Introduction to Algorithmic Pricing and Collusion
The episode opens by framing price competition in traditional markets and then introduces a modern twist: prices are increasingly set by learning algorithms. The core question is how to adapt anti-collusion frameworks from law and economics to environments where prices are determined by data-driven software rather than human agreements. Ben Brewbaker explains that even seemingly innocent pricing programs can generate outcomes that look like collusion when they interact with other adaptive systems.
"Collusion in algorithms can be hard to define in terms of intent" - Ben Brewbaker, computer science writer.
What Collusion Means in the Algorithmic Era
In standard economic terms, collusion is anti-competitive behavior that raises prices. The challenge with algorithms is the nebulous notion of intent. The discussion distinguishes between human intent and the properties of the algorithms themselves, arguing that the focus should shift to the mathematical and strategic properties of the pricing rules and how they interact, rather than on hidden motives.
Kalina and Arunachaleswaran from UPenn explore how learning algorithms can create “collusion-like” outcomes through their interaction structures, even when each algorithm operates without explicit signaling or threat. This reframes the problem from one of intent to one of dynamics and equilibria.
No Swap Regret and Its Implications for Pricing
The conversation introduces no swap regret, a property where a learning algorithm never wishes it had replaced one action with another, across all possible swaps. When two no swap regret algorithms face off, they tend toward a favorable equilibrium that typically features competitive pricing and reduces the likelihood of traditional collusion.
"If two players use no swap regret algorithms, they reach a good equilibrium and collusion is not possible" - Ben Brewbaker.

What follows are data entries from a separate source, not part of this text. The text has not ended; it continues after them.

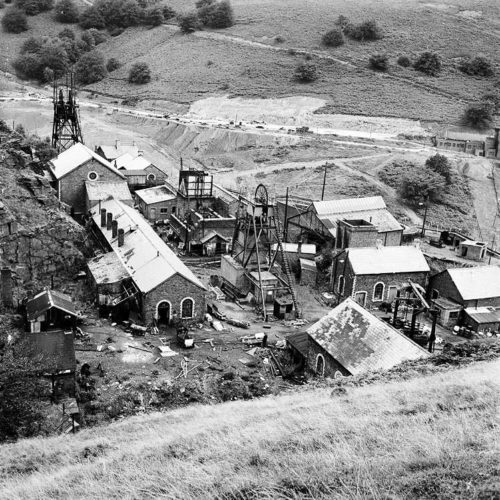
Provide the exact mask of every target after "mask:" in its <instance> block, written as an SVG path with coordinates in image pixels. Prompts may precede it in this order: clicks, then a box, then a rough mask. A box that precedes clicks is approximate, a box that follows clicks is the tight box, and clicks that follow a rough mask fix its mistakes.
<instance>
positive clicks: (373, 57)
mask: <svg viewBox="0 0 500 500" xmlns="http://www.w3.org/2000/svg"><path fill="white" fill-rule="evenodd" d="M369 63H370V68H372V69H374V70H375V71H387V69H388V68H389V58H388V57H387V54H373V55H372V56H370V59H369Z"/></svg>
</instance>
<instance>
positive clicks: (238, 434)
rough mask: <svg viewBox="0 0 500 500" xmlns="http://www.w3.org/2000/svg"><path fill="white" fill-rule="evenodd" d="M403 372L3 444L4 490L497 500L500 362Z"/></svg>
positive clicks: (27, 491)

Non-Responsive Strategies and Emergent High Prices
The discussion then considers non-responsive strategies, where one side assigns fixed probabilities to prices and does not react to the opponent's moves. Counterintuitively, pairing a non-responsive strategy with a no swap regret opponent can still produce high-price equilibria, illustrating how innocuous-looking rules can combine to the detriment of consumers.
"The best non-responsive strategy against a no swap regret opponent can still push prices high" - Natalie Kalina, UPenn graduate student.
Real-World Examples and Policy Questions
While the theoretical models are illuminating, there are real-world cases that show algorithmic pricing at work. The DOJ’s high-profile action against Real Page demonstrates how landlords using shared software can charge higher prices, with the algorithm acting as a tool rather than the sole culprit. The discussion emphasizes that policy responses must balance preventing harmful anti-competitive outcomes with preserving beneficial price optimization innovations.
"Algorithmic pricing can collide with anti-trust law in subtle ways" - Ben Brewbaker.
Future Research and Regulatory Considerations
The episode closes by acknowledging the unsettled policy landscape. Researchers advocate mapping algorithmic behaviors, exploring safe and unsafe classes of pricing rules, and considering regulatory approaches that can curb harmful emergent outcomes without stifling innovation. The overarching message is to develop a deeper, more systematic understanding of how interacting learning systems shape consumer prices.
"We need to map out these behaviors before bad things happen" - Ben Brewbaker.